Category Archives: Assembly

TIL: Debugging microcontrollers may require hardware breakpoints

I was debugging a microcontroller recently and was surprised to see that I was limited to 4 breakpoints. That surprised me because I’m usually only used to seeing that kind of limitation when using watchpoints, not breakpoints. (See my youtube video for more on this).

But it makes sense after all — code running on this microcontroller is different than in a process in an OS’s userspace because the code will probably be flashed into some kind of ROM (Read Only Memory) (or EEPROM). Since the code is unwritable at a hardware level, the typical method of inserting software breakpoint instructions isn’t possible. So the alternative is to use the microprocessor’s support for hardware debugging, which occupies hardware resources and is thus finite.

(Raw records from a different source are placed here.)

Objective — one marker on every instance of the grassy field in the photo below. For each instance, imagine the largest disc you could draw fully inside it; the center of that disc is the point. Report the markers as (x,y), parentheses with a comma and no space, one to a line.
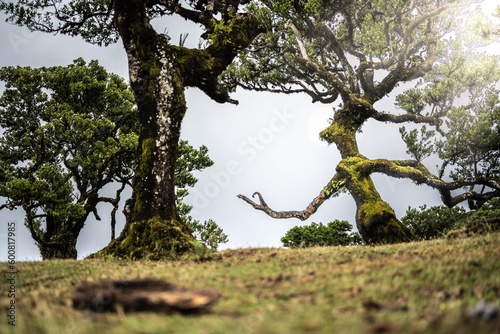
(424,287)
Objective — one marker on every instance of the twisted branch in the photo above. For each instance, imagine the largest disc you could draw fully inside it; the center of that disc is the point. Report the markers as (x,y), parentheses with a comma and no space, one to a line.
(334,187)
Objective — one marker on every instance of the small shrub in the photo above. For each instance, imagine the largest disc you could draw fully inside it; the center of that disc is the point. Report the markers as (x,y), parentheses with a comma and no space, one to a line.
(333,234)
(209,233)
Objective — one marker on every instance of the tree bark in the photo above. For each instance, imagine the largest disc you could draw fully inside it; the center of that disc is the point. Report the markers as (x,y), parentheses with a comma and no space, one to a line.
(375,219)
(159,72)
(59,246)
(153,226)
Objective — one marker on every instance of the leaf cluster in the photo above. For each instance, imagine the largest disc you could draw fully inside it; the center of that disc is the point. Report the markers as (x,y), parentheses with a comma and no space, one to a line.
(436,221)
(333,234)
(67,133)
(208,233)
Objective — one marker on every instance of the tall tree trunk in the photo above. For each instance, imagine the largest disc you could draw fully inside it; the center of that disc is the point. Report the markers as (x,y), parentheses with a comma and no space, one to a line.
(59,246)
(153,226)
(375,219)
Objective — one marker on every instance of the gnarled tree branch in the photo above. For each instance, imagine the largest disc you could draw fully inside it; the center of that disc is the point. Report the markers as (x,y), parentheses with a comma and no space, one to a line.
(333,187)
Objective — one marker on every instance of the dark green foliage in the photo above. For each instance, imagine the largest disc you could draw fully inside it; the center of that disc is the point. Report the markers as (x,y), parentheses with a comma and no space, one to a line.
(68,132)
(333,234)
(209,233)
(437,221)
(490,209)
(434,222)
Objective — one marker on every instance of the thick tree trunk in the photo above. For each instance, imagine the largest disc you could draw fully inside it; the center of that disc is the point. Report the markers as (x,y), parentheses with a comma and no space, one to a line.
(58,246)
(375,219)
(153,227)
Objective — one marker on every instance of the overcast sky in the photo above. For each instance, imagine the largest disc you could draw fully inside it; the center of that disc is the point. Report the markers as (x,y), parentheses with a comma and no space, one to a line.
(268,143)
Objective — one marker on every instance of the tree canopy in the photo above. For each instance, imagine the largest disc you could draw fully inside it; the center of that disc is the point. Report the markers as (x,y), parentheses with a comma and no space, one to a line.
(68,142)
(360,52)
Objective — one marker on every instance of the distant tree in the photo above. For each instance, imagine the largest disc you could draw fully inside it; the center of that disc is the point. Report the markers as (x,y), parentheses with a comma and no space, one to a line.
(357,53)
(335,233)
(209,233)
(67,133)
(159,72)
(434,222)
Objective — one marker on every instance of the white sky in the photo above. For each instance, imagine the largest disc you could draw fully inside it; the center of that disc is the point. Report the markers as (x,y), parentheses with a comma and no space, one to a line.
(268,143)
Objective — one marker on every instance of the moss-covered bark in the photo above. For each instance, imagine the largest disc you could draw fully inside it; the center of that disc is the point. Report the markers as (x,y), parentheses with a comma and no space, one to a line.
(375,219)
(159,73)
(59,246)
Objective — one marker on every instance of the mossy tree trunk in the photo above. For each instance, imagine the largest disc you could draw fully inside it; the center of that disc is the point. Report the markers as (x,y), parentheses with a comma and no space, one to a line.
(159,73)
(153,227)
(375,219)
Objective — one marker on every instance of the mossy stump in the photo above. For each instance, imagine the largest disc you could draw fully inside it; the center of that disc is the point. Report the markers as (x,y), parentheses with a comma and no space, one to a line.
(152,239)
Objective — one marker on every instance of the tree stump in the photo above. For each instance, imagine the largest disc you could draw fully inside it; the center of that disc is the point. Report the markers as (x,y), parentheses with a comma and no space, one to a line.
(141,295)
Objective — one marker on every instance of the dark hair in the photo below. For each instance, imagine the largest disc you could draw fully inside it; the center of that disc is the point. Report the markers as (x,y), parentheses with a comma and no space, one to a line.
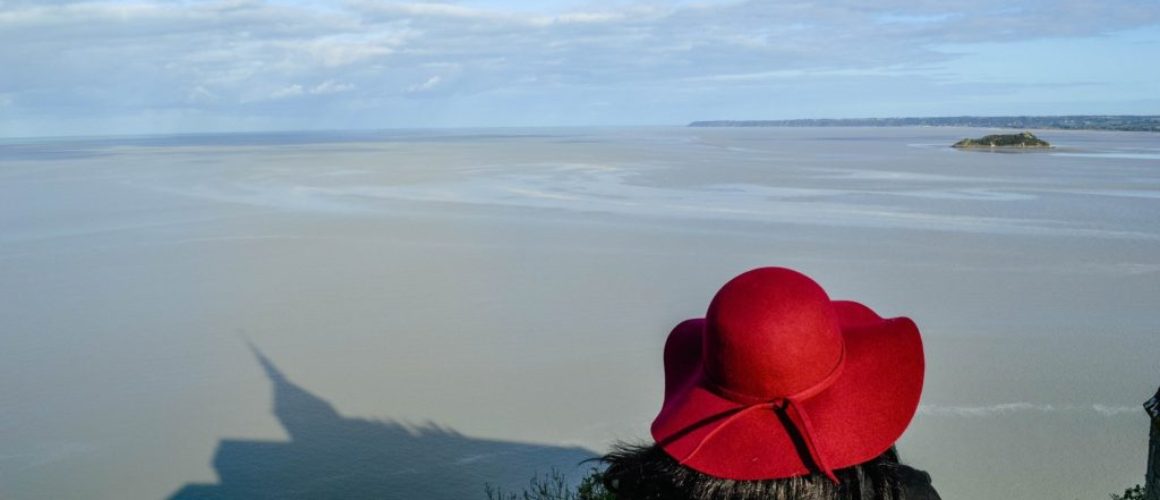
(646,472)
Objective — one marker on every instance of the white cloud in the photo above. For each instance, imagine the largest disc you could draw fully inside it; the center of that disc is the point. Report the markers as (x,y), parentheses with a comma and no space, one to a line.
(263,58)
(432,82)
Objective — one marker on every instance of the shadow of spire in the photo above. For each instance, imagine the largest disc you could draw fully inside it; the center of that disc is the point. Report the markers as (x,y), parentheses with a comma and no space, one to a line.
(332,456)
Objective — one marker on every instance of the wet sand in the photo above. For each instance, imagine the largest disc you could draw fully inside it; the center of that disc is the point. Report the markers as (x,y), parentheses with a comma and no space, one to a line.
(516,288)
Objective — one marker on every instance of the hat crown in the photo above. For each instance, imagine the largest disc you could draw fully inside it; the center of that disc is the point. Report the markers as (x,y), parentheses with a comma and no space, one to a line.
(770,333)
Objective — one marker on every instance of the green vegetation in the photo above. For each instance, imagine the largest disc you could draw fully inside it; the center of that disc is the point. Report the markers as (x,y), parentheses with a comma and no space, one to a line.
(555,486)
(1026,139)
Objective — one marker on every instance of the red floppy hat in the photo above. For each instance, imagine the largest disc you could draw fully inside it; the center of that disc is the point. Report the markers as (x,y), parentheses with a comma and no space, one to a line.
(778,381)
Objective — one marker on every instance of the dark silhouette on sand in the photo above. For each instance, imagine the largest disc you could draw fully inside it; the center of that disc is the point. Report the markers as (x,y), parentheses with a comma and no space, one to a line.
(332,456)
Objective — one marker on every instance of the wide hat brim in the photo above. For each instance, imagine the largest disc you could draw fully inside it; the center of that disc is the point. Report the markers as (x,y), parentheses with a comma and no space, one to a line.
(855,419)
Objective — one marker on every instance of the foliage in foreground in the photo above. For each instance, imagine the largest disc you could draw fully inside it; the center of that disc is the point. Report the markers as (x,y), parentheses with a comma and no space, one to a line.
(555,486)
(1132,493)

TIL: ARM64 doesn’t include conditional instructions

A major difference between x86 and ARM32 is that while x86 generally1 only offers conditional execution of branch instructions (e.g. BNE) ARM32 offers conditional execution for many more instructions (e.g. ALU instructions, like ADD.EQ- add if not equal). The idea was that these can be used to avoid emitting traditional branching instruction sequences which may suffer from pipeline stalls when a branch is mispredicted — instead, straight line code with equivalent semantics can be emitted.

This was actually removed in ARM64. The official quote:

The A64 instruction set does not include the concept of predicated or conditional execution. Benchmarking shows that modern branch predictors work well enough that predicated execution of instructions does not offer sufficient benefit to justify its significant use of opcode space, and its implementation cost in advanced implementations.

Turns out that the whole pipeline stall problem is generally not a huge issue anymore as branch prediction has gotten so good, while support for the feature still requires allocating valuable instructions bits to encode the conditions. Note that ARM64 still uses 32 bit instructions, so conserving bits is still useful.

What is very interesting is that Intel’s recent APX extensions to x86-64 (whose purpose is to primarily add more general purpose registers) moves closer to this conditional instructions direction.

The performance features introduced so far will have limited impact in workloads that suffer from a large number of conditional branch mispredictions. As out-of-order CPUs continue to become deeper and wider, the cost of mispredictions increasingly dominates performance of such workloads. Branch predictor improvements can mitigate this to a limited extent only as data-dependent branches are fundamentally hard to predict.

To address this growing performance issue, we significantly expand the conditional instruction set of x86, which was first introduced with the Intel® Pentium® Pro in the form of CMOV/SET instructions. These instructions are used quite extensively by today’s compilers, but they are too limited for broader use of if-conversion (a compiler optimization that replaces branches with conditional instructions).”

…including support for conditional loads and stores which is apparently tricky with modern out of order and superscalar architectures.

Syscall ABI compatibility: Linux vs Windows/macOS

The Linux kernel has an interesting difference compared to the Windows and macOS kernels: it offers syscall ABI compatibility.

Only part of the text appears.